Lucas Buadés

Personal information
- Date of birth: 28 December 1997 (age 28)
- Place of birth: Muret, France
- Height: 1.81 m (5 ft 11 in)
- Position: Midfielder

Team information
- Current team: Le Mans
- Number: 18

Youth career
- Nîmes

Senior career*
- Years: Team / Apps / (Gls)
- 2016–2020: Nîmes II / 93 / (7)
- 2017–2021: Nîmes / 9 / (0)
- 2021–2024: Rodez / 78 / (8)
- 2024–2025: Valenciennes / 33 / (6)
- 2025–: Le Mans / 27 / (3)

= Lucas Buadés =

French footballer (born 1997)

Lucas Buadés (born 28 December 1997) is a French professional footballer who plays as midfielder for club Le Mans.

==Career==
Buadés made his professional debut for Nîmes Olympique in a 1–0 Ligue 2 loss to LB Châteauroux on 21 August 2017. On 3 July 2019, he signed a professional contract with Nîmes. He extended his contract on 30 June 2020, keeping him at the club until 2022.

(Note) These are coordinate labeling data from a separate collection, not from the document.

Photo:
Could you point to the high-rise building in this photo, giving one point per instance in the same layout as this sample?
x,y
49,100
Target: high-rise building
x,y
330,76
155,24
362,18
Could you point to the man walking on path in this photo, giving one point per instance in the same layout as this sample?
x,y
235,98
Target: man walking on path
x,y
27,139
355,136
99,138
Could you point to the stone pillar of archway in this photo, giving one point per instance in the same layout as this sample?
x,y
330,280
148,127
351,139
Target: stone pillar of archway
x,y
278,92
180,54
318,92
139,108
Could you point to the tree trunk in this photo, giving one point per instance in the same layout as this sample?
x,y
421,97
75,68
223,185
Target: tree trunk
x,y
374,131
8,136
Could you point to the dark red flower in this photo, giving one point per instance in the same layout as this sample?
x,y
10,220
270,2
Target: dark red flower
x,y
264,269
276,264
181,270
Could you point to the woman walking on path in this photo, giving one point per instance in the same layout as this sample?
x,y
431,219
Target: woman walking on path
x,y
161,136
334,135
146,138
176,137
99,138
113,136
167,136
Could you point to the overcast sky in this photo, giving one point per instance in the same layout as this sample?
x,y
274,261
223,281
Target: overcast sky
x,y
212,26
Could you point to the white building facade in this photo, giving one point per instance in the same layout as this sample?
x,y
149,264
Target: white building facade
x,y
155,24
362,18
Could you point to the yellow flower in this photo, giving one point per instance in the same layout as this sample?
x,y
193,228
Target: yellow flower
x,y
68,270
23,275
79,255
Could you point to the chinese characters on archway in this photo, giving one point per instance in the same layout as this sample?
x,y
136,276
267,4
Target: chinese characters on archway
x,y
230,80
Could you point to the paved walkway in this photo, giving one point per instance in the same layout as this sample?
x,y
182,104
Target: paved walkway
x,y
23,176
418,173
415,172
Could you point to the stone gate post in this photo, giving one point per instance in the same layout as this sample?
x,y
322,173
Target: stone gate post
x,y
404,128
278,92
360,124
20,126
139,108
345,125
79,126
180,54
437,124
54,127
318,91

On 2 June 2023, during the last game of the 2022/23 Ligue 2 season in a match between Bordeaux and Rodez, the two teams were locked in a promotion and relegation battle. If Bordeaux won the match, it would have a chance at promotion while if Rodez won the match it would be saved from a chance at relegation. Buadés scored the opening goal for Rodez and celebrated in front of Bordeaux fans, prompting a Bordeaux fan to invade the pitch and push Buadés and Wilitty Younoussa to the ground. Buadés was concussed as a result of the attack and sent to the hospital, and subsequently the match was abandoned by match referee Nicholas Rainville. As a result of the attack, the LFP decided that Rodez would be given a 0–1 victory over Bordeaux, and that FC Annecy would be relegated in their place.

On 7 August 2024, Buadés moved to Valenciennes in Championnat National.